Fayeva et Lehjdas sont tombés dans une embuscade menée par le grand archer Dishargal. Les combats se sont déplacés sur les rives des ténèbres, domaine où le cambion excelle. Mais rien ne semble déstabiliser ce duo, chacun puisant sa force dans l’autre. Krull décime indifféremment vivants et morts.
………………………………….
La commandeuse des ombres observe et protège ses ouailles. Il n’est pas à exclure qu’elle intervienne pour protéger son royaume.
………………………………….
Un imprévu. Je m’en suis sortie miraculeusement.
………………………………….
J’ai dû me déporter très loin de mon objectif initial et laisser Suniel se débrouiller seul. Arieman, le mage, avait anticipé notre plan. Ce n’est pas un hasard s’il revendique le titre de plus grand magicien de notre monde. J’ai été contrainte de disrupter. J’ai réécrit le cours de l’histoire récente, sans quoi, j’y passai.
………………………………….
DeciLoin réprouve ce genre d’initiative hasardeuse arguant que je n’en mesurerai pas toutes les conséquences. Nous avons eu des discussions tendues tous les deux à ce sujet et son discours docte et ses allures hautaines n’ont rien arrangés. Pourquoi la modification du temps serait-elle l’apanage exclusif des Dragôns ? En l’occurrence, quand il s’agit de sauver ma peau je n’ai pas d’états d’âmes.
………………………………….
J’ai surgi derrière le mage accompagnée de mes deux ombres favorites alors qu’il ourdissait son plan contre moi. Nous n’avons pas eu de difficultés pour le contrer et le contraindre au silence.
………………………………….
Mon intervention a engendré une difficulté que je n’avais pas anticipée.
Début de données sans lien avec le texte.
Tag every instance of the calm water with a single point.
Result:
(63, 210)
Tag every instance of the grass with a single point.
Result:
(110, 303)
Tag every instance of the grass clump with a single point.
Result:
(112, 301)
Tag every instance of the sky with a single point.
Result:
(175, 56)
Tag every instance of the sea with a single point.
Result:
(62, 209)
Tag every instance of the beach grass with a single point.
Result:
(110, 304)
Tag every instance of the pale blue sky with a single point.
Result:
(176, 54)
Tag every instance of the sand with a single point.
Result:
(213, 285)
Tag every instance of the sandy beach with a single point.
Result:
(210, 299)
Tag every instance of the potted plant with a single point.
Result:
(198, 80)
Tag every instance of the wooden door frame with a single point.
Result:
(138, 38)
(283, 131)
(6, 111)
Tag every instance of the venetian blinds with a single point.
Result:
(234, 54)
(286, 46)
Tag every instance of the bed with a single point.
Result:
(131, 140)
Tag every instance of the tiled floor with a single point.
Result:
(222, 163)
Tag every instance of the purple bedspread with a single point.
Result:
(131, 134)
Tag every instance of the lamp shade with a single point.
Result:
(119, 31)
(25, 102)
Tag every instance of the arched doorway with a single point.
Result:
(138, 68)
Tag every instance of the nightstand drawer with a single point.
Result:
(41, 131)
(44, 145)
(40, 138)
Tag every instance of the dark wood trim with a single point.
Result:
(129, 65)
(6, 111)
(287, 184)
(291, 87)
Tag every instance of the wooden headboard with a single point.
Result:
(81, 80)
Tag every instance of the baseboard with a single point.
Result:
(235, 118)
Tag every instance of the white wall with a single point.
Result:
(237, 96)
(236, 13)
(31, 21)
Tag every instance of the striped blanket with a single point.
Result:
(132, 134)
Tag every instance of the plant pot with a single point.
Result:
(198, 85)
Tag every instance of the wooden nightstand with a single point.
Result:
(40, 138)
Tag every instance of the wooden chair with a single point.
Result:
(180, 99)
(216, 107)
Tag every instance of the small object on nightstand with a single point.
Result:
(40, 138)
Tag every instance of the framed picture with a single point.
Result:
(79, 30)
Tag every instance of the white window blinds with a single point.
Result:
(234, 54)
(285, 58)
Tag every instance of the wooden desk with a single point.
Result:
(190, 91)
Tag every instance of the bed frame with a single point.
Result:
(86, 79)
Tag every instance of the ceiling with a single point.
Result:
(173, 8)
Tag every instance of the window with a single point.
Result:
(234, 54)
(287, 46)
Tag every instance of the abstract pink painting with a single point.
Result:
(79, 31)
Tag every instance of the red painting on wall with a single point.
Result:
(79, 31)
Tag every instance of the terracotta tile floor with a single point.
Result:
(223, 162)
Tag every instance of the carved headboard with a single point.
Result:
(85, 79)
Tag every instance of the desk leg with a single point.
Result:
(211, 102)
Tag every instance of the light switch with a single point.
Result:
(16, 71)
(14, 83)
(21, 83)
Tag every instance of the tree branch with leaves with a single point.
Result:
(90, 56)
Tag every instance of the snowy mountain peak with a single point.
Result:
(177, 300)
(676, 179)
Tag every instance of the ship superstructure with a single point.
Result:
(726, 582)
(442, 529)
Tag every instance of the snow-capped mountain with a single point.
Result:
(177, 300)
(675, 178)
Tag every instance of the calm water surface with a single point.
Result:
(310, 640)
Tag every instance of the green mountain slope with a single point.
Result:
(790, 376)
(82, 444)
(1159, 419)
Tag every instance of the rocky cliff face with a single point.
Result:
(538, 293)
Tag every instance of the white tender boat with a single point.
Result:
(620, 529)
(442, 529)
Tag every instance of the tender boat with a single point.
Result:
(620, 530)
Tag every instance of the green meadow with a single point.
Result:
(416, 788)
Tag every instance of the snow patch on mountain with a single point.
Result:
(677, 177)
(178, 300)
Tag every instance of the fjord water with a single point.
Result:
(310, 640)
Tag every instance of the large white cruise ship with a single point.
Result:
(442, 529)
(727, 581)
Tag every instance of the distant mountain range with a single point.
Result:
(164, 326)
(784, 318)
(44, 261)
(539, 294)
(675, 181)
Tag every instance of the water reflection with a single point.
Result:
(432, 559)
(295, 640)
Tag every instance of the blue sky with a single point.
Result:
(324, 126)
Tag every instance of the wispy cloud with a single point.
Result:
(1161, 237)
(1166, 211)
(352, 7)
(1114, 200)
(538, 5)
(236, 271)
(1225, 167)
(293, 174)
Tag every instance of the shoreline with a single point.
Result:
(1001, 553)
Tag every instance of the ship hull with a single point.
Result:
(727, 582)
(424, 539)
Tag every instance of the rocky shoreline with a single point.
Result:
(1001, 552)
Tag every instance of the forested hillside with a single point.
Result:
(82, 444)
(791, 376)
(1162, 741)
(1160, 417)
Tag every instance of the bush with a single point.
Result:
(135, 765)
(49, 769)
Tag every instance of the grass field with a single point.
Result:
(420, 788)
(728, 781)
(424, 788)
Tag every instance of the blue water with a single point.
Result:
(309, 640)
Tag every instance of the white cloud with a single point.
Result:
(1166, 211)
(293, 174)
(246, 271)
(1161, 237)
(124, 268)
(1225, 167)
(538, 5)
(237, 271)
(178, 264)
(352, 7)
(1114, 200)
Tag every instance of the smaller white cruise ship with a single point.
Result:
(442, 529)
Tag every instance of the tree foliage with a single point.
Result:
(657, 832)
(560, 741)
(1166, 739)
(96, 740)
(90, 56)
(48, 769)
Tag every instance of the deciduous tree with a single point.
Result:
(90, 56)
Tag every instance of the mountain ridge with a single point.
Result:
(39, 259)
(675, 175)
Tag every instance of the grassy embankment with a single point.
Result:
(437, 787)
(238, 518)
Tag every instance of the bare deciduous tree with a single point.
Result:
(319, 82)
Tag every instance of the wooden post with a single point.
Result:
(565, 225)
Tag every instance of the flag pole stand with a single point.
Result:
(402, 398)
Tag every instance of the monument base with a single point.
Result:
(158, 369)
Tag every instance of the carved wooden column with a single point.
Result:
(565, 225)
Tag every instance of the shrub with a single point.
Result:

Je me suis un peu trop emballée… Je me suis décalée dans le temps et l’espace par rapport à Suniel et je n’ai plus les moyens de l’aider pour l’instant. Le temps que je me synchronise avec lui, il sera trop tard… Tant pis, je me reporte sur Fayeva et Lehjdas, peut-être ont-ils besoin de renforts…
………………………………….
Une trêve.
………………………………….
Nous avons tous besoin de souffler. Les combats reprendront par la suite. Chacun panse ses plaies, chaque groupe compte ses pertes et élabore sa future stratégie.
………………………………….
Un banquet est organisé en l’honneur d’Idaûle qui a plus que résisté à Thaphadrogèl. Notre frère apprécie ce genre de festivités. Le banquet des braves entonne-t-il à qui veut bien l’entendre. Pour l’honorer, nous avons fait appel à Ellias, l’entouré, celui qui tisse sa toile comme nul autre. On dit de lui que son réseau est infini, ses relations innombrables, qu’il connaîtrait personnellement tous les puissants du monde. C’est possible. De fait, nos généraux sont présents ainsi que mes proches amies les ombres, les morts et les élémentaires qui nous ont apporté leur soutien.
………………………………….
Et le terrible incident c’est produit. La Reine, bien que n’ayant guère de sympathie pour mon frère s’est invitée à notre fête. La Reine a tous les droits même quand elle ne se trouve pas dans son domaine. Nous savons qu’Idaûle dans un accès de folie la broyée. Le Maître ne l’a pas accepté. Peut-être a t-il outrepassé son rôle, je ne saurai le dire, mais il a lâché la Brute.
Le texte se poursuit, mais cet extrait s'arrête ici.